A recent study published in European Heart Journal found that daily consumption of dark chocolate over a period of four weeks improved the function of cells lining the blood vessels and platelets, in patients who had congestive heart failure. Furthermore, individuals who consume chocolate have a lower incidence of myocardial infarction and mortality from coronary heart disease. Another study published in 2012 in the Cochrane Database of Systemic Reviews showed that individuals who ate about 3.5 oz of dark chocolate every day had a reduction in blood pressure when compared with control subjects.
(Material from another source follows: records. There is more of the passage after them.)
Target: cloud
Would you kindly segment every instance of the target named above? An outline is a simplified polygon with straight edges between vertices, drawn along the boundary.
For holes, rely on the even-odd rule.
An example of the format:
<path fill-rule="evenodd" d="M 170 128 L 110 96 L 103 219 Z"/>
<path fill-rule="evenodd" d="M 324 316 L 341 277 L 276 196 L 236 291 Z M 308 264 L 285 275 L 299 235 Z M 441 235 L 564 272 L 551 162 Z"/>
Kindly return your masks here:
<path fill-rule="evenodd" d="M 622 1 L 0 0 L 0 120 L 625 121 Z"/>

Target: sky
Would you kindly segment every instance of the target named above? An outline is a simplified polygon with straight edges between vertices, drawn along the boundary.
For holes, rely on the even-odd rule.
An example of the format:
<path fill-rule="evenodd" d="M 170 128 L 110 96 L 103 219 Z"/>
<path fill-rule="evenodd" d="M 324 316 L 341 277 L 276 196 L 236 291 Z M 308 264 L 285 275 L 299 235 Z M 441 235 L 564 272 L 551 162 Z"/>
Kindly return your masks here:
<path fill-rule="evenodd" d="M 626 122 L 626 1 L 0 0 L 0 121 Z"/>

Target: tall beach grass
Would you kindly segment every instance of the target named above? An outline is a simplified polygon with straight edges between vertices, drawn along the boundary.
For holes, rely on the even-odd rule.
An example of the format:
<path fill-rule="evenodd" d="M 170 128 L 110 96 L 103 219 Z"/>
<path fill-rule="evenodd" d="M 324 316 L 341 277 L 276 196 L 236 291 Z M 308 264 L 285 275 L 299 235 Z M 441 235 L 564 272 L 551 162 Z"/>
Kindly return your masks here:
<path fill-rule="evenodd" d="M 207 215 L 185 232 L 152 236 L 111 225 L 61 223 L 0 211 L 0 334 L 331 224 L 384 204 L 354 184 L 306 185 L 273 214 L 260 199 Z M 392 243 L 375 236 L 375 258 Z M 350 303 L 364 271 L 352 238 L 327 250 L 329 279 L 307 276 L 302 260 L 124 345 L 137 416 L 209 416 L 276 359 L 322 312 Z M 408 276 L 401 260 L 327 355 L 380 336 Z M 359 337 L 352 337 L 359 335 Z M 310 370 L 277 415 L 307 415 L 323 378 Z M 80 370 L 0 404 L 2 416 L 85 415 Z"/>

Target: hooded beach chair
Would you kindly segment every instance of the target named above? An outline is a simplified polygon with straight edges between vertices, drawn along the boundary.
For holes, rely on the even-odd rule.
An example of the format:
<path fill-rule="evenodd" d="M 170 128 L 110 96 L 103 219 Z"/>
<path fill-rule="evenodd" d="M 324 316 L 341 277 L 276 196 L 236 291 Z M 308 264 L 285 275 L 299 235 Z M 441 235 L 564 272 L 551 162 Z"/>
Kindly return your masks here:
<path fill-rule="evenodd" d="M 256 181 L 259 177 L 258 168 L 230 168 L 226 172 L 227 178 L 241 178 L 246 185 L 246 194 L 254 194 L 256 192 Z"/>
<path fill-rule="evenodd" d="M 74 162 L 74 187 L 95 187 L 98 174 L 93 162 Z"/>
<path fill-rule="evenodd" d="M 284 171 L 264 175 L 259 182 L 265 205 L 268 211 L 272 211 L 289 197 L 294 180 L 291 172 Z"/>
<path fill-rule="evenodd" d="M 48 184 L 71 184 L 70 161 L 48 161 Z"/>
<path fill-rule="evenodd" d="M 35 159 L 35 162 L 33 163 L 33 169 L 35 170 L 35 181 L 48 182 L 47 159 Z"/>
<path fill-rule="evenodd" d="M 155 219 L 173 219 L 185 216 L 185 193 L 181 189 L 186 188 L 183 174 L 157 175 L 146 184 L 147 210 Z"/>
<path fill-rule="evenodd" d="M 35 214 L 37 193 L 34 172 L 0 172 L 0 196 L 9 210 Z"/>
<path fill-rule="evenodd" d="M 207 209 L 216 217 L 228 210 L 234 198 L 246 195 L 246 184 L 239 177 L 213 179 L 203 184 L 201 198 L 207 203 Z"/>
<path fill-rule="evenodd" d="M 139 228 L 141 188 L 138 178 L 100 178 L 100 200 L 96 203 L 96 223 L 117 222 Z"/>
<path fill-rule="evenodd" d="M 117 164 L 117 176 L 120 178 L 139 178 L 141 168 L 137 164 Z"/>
So how does chocolate reduce blood pressure? The flavanols that are found in the chocolate stimulate the production of nitric oxide, a substance that causes the relaxation of cells lining the blood vessels. Moreover, as an added benefit, raw cocoa has the highest oxygen radical absorbance capacity, which is a measure of its antioxidant property. Antioxidants are important since they protect the body from oxidative stress and damaging free radicals that have shown to cause coronary artery disease. Hence, cocoa is a substance that contains the highest amount of antioxidants.
A 2011 study in American College of Cardiology showed an inverse relationship between consuming cocoa-rich chocolate and stroke in women. Additionally, a study published in Neurology showed that individuals who consume at least 1.8 oz of chocolate a week have a 17% lower risk of stroke. Recent study in the British Journal of Clinical Pharmacology showed that chocolate may have a possible interaction with neurotransmitters such as dopamine, serotonin, and endorphins that help with appetite and regulate mood. Moreover, chocolate’s heart-healthy constituent, flavanols, also protect the neurons from toxins and stimulate memory, learning as well as cognitive functions.
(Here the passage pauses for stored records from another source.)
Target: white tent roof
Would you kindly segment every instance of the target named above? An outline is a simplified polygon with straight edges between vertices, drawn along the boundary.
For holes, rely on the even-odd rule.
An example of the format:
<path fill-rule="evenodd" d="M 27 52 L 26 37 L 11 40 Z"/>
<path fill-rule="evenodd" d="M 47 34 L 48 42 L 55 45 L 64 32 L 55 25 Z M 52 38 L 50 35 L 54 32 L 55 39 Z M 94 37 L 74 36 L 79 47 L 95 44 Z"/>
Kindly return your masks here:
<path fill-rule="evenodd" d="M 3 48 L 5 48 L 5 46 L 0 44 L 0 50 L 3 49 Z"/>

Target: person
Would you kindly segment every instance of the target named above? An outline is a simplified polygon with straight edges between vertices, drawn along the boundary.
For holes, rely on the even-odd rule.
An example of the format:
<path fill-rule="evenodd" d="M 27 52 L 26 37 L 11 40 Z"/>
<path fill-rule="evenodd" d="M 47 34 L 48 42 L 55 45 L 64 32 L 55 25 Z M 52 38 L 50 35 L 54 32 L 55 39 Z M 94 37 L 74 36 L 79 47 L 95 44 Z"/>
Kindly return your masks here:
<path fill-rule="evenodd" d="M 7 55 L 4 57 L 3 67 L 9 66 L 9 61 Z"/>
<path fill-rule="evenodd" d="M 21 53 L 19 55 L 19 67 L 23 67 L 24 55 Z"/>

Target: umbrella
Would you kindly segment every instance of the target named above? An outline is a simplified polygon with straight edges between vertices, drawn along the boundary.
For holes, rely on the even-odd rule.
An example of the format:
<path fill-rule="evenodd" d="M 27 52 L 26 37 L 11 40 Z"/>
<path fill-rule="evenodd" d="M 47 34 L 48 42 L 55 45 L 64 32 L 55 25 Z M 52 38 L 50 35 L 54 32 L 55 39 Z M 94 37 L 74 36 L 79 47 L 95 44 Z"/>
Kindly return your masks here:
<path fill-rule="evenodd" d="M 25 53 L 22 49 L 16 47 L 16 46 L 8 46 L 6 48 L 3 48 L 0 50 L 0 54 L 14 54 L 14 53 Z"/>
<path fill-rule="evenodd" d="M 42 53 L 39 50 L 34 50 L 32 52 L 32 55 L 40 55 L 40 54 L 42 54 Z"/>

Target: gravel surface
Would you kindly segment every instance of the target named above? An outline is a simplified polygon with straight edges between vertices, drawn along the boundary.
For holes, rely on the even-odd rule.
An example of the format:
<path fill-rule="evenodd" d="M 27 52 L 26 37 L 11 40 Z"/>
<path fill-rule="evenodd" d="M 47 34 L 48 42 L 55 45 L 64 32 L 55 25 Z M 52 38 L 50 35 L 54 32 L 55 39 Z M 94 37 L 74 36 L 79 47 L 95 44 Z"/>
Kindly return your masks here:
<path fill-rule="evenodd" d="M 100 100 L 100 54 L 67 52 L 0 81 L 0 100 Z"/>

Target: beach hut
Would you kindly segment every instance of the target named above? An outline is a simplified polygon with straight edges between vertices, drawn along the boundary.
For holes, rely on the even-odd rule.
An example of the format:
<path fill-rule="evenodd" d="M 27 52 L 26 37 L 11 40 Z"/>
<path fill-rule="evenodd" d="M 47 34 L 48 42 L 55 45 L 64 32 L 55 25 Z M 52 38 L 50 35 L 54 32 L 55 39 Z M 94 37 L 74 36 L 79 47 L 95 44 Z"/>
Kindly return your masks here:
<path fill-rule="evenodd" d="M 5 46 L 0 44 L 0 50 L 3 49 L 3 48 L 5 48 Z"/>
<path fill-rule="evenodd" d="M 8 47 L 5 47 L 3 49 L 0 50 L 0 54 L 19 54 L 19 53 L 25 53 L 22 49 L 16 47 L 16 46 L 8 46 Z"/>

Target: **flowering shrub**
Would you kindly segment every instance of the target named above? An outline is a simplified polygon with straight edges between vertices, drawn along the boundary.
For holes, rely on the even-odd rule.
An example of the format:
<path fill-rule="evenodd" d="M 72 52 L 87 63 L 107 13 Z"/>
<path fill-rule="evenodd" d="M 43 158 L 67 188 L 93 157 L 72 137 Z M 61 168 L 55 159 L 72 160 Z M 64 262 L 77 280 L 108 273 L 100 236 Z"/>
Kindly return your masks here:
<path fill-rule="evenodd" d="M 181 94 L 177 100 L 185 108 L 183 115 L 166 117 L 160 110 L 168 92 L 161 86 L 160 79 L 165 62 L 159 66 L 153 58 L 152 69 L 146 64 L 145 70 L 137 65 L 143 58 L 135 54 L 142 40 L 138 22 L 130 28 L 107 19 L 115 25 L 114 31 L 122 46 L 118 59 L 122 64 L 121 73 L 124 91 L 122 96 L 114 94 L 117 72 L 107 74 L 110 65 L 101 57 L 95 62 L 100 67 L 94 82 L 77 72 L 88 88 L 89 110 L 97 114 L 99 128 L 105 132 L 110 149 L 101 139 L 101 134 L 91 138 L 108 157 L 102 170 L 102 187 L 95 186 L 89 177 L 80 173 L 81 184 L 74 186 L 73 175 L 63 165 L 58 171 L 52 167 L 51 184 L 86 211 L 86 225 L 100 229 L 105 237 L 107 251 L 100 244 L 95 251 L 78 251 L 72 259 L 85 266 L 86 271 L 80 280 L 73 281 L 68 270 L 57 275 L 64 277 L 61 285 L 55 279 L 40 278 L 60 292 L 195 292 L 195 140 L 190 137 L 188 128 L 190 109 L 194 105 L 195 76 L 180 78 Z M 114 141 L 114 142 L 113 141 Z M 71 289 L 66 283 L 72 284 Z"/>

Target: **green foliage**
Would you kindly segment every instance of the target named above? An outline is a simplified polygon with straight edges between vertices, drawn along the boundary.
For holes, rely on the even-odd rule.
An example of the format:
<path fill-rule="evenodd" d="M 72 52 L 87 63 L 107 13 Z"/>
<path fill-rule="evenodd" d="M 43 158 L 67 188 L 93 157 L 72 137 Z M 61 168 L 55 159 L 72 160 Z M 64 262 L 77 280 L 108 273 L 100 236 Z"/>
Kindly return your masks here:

When people think of chocolate, they consider chocolate to be a fatty yet indulgent food. But to clarify this fact, chocolate is high in saturated fat and one-third of this saturated fat is stearic acid. Stearic acid does not increase the levels of low-density lipoprotein, also referred to as bad cholesterol. Moreover, stearic acid is converted mainly to oleic acid, a monosaturated fatty acid that has been associated with decreased levels of low-density lipoprotein.
If you are still worried that consuming chocolate is associated with gaining extra pounds consider a recent 2012 study published in Archives of Internal Medicine showed that frequent consumption of chocolate is associated with lower body mass index (BMI).
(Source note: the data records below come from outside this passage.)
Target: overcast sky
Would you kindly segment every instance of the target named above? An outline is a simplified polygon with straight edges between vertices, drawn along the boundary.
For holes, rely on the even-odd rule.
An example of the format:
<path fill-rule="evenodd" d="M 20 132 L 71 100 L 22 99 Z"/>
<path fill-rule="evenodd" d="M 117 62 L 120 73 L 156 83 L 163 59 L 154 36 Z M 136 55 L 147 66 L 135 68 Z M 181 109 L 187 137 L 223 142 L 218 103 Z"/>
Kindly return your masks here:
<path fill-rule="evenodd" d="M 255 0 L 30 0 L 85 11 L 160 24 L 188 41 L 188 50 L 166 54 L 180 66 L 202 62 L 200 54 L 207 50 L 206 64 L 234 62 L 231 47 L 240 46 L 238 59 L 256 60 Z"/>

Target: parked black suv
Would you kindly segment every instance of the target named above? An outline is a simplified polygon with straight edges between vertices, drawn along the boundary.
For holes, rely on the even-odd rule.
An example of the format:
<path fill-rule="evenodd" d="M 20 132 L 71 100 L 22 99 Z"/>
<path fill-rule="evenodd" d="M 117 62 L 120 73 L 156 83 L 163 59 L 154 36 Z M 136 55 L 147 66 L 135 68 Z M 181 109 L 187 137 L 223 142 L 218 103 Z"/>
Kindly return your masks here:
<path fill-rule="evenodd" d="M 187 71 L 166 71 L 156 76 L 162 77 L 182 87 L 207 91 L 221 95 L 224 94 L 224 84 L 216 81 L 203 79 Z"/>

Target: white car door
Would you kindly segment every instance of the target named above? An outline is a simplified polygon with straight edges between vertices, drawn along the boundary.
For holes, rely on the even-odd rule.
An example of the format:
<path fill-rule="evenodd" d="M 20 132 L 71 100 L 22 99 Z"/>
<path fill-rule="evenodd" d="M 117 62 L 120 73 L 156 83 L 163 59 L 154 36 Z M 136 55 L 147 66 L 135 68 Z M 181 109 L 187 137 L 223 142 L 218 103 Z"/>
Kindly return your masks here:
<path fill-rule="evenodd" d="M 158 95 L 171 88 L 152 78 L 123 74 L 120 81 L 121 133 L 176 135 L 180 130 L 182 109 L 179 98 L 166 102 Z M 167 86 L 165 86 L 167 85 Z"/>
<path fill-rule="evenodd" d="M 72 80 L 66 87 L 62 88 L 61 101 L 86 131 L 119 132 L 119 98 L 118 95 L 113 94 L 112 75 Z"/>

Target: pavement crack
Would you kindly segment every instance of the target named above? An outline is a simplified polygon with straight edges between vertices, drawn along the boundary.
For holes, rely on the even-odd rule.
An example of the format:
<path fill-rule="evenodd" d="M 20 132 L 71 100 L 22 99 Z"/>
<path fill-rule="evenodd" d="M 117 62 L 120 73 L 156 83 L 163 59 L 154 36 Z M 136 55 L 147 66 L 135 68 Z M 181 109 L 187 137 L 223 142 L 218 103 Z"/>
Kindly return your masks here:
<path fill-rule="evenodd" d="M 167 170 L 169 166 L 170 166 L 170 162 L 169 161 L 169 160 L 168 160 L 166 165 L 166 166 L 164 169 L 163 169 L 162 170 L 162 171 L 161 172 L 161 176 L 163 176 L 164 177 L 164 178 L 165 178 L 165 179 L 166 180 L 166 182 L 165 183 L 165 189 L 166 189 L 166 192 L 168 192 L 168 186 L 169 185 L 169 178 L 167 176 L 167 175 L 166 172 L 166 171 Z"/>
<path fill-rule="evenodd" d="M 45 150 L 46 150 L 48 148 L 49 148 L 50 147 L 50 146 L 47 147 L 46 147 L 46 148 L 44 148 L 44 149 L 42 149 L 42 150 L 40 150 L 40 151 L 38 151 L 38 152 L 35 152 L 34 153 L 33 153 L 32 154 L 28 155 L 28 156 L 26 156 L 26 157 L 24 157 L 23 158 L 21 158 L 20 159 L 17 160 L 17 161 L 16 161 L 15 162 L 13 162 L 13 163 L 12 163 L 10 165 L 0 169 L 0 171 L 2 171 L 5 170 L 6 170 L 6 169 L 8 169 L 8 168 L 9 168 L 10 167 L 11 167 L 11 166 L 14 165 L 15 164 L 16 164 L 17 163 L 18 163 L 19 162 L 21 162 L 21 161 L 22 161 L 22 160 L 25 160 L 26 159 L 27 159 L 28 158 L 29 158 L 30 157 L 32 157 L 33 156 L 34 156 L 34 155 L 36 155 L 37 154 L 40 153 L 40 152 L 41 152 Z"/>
When consuming chocolate, keep in mind that dark chocolate has the highest amount of cocoa and hence the highest amount of flavonoids that provide health benefits. It is also important to remember that the chocolate commonly found in the candy aisle is loaded with sugar and other processed ingredients. When opting to consume chocolate, try to stick with organic, gluten-free, dark, flavanol-rich assortments.
And remember, share your chocolate with your Valentine!